In this vindictive line, Brazil will present the most original and risky idea in terms of costs: the creation of a fund to help preserve the tropical forests and rainforests that still exist in some thirty countries around the world. Luiz Inácio Silva da Silva, the country's president, will present his ambitious project, which will consist of a payment mechanism per hectare of tropical forest still standing. Financed by a multilateral financial institution, Lula intends to make such a fund a sufficiently convincing asset for the governments of the countries concerned to put an end to the systematic felling of tropical trees.

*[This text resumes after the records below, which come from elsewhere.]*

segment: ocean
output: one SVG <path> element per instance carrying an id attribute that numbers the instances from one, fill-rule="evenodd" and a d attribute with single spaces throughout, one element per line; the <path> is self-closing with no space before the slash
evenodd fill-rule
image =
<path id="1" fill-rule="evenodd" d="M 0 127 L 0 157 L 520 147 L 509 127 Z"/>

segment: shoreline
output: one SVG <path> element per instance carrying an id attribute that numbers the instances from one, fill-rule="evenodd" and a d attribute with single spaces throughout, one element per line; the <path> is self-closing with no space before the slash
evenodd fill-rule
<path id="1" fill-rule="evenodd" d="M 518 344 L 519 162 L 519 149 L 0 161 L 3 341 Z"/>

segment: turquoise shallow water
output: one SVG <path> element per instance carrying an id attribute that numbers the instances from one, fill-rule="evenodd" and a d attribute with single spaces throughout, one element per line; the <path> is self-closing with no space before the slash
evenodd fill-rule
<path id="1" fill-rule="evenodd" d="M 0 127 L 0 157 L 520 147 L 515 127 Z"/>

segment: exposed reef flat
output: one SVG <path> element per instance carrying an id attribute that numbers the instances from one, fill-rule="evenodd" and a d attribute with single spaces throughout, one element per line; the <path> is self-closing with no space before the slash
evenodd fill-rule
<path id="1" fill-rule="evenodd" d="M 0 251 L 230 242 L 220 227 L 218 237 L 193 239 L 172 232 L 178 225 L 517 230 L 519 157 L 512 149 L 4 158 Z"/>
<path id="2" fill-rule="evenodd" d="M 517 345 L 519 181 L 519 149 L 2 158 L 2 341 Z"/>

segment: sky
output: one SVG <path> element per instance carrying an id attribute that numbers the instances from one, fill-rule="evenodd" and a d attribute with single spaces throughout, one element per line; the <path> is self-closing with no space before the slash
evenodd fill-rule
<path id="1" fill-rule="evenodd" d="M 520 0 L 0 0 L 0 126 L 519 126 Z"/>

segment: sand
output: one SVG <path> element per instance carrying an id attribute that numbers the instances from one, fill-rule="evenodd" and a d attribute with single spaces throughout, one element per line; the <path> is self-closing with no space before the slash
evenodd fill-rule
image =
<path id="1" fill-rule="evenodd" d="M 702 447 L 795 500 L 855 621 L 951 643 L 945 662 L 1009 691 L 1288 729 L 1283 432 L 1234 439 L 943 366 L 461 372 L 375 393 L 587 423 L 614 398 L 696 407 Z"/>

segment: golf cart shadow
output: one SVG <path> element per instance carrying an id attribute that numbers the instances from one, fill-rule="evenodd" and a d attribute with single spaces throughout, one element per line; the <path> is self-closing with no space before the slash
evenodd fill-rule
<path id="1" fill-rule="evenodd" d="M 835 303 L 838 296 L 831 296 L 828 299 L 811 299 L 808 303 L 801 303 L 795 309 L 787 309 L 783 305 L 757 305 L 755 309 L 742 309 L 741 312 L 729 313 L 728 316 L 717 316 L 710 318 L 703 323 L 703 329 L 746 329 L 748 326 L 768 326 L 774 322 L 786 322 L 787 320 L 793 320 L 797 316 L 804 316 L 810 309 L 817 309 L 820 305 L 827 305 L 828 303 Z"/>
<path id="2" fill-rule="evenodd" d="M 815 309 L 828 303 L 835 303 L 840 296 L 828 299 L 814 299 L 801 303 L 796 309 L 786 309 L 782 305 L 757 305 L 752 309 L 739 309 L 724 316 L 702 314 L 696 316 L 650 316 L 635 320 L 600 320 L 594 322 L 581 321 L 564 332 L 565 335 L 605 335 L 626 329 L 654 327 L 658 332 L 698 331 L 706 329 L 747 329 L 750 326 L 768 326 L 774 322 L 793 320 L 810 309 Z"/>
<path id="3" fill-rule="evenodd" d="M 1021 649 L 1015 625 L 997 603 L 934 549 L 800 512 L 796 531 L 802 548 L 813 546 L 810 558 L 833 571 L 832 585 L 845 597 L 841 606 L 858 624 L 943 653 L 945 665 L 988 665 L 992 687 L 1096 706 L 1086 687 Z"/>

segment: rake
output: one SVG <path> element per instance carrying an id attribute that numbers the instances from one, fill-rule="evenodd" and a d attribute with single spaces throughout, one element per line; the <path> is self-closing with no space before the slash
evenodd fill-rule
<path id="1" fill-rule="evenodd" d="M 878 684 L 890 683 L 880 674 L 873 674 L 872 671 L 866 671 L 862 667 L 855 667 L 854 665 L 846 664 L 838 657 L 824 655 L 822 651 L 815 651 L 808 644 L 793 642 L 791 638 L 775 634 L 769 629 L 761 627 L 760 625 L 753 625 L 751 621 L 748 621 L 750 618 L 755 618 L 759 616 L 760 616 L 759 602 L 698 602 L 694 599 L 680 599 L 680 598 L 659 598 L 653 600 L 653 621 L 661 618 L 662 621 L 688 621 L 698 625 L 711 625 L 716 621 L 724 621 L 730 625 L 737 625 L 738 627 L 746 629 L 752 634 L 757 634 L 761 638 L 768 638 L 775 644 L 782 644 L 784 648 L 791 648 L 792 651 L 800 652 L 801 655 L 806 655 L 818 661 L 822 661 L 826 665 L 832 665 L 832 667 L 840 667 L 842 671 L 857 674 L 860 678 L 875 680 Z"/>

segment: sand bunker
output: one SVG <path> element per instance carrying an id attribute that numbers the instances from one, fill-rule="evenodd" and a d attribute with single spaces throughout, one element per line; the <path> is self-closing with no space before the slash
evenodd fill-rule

Announced by Brazilian Environment Minister Marina Silva, the proposal's main focus is once again on "the compensation that industrialised countries must assume for their responsibility for pollution and deforestation, so that this financing contributes to preserving what is left and even to favouring a return to the growth of these tropical forests".
Lula will present himself at the summit with figures that would show that Brazil has halted the abrupt deforestation of the Amazon rainforest in the first year of his term in office. According to the Climate Observatory's annual report, Brazil would have emitted 9.4 billion tonnes of greenhouse gases into the atmosphere during the period 2019-2022, the four years that coincide with Jair Bolsonaro's presidency, even though in the last of those years the country's emissions had fallen by 8%.
Brazil's current president will also show that the traditional hostility between conservationists and cattle ranchers who burn the forest to make way for pastures can be overcome by rehabilitating areas of the country that used to have large expanses of pastureland and are now degraded, but which have great potential for different crops. Thus, according to the Ministry of Agriculture in Brasilia, in ten years the country will increase its arable land from the current 65 million hectares to 105 million hectares, with an investment of some 115 billion euros. And, obviously, Lula wants this architecture and this money to be paid for by the most industrialised powers.
On the EU side, Climate Commissioner and COP28 lead negotiator Wopke Hoekstra is convinced that the summit must accelerate practical action on mitigation, adaptation, loss and damage and climate finance, while promoting a COP28 that leaves no one behind. Goals that Sultan Al Jaber says he shares, while urging the finalisation of the first global stocktaking under the Paris Agreement. This should be a turning point for climate action in this decade, crucial to finally shape action to continue to inhabit and enjoy the only planet we still have to live on.